His colleagues face an “unimaginable scenario in 2022”, a “very complex”, “stressful” situation, tells AFP the Dr Tarek Razek, head of trauma at the McGill University Health Center.
And given the scale of the conflict, all staff, and not just emergency doctors and trauma surgeons, are called upon to take care of injured patients, he explains.
In partnership with the university’s Steinberg Simulation and Interactive Learning Center, Canadian doctors have therefore created videos of a few minutes to explain “the basics of first aid and resuscitation”.
“From the moment of the Ukrainian request to the creation, it took less than three hours, and the final product was delivered in less than 24 hours”, welcomes the Dr Gerald Fried, director of the center.

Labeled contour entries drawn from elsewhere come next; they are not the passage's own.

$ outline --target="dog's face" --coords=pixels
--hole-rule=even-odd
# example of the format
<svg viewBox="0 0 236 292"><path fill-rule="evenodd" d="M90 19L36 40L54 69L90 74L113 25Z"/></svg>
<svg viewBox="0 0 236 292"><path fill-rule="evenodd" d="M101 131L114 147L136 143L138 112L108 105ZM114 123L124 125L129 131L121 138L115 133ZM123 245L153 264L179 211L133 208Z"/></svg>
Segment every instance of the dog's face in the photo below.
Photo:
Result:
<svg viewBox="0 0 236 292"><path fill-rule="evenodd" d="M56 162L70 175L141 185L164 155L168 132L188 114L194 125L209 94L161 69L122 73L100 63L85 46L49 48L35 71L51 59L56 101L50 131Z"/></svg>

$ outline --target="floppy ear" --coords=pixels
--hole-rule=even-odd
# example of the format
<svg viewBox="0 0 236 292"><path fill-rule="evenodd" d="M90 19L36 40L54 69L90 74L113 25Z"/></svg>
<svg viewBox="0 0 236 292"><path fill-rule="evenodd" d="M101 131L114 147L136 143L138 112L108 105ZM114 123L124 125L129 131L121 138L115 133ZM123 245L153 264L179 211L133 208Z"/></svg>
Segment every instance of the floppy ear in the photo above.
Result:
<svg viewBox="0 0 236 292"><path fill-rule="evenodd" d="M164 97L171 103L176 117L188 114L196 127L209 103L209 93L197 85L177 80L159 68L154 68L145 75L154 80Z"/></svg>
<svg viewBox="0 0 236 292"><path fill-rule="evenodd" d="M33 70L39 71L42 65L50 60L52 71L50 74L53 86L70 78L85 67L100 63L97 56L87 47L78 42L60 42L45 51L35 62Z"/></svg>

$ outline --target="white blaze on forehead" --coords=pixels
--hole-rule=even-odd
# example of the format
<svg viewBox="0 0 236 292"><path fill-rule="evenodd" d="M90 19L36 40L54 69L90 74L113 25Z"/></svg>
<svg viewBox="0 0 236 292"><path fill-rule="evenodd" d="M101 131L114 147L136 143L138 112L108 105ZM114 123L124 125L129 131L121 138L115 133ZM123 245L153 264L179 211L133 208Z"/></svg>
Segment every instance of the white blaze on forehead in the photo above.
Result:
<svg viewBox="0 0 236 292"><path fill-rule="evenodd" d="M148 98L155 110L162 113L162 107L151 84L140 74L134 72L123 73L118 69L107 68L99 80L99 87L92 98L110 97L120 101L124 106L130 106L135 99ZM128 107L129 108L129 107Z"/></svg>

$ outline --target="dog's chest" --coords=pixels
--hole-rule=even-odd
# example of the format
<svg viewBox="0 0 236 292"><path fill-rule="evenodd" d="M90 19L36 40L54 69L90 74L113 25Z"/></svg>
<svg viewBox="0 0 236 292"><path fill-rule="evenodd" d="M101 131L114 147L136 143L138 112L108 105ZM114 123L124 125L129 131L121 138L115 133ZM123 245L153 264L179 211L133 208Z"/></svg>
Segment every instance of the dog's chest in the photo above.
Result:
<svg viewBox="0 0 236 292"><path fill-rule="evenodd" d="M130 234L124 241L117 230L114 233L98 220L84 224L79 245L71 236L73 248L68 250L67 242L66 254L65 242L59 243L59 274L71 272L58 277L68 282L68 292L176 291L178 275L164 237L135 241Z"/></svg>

The videos, which were shot in Montreal, edited by a thoracic surgeon, Dr.r Junko Tokuno, and translated into Ukrainian.
“With technological advances, this is the first time that we can do things so quickly, and of such quality” for content, underlines the Dr Razek.
On Wednesday, 17 adults were injured in the Wednesday bombardment by the Russian army of a pediatric hospital in Mariupol in Ukraine.
The intensification of bombardments in recent days against several Ukrainian cities have triggered an avalanche of dead and wounded among the civilian population, trapped.
Since the start of the war, at least 474 civilians have been killed and 861 injured, according to the latest UN tally, which stresses that its tolls are probably much lower than the reality.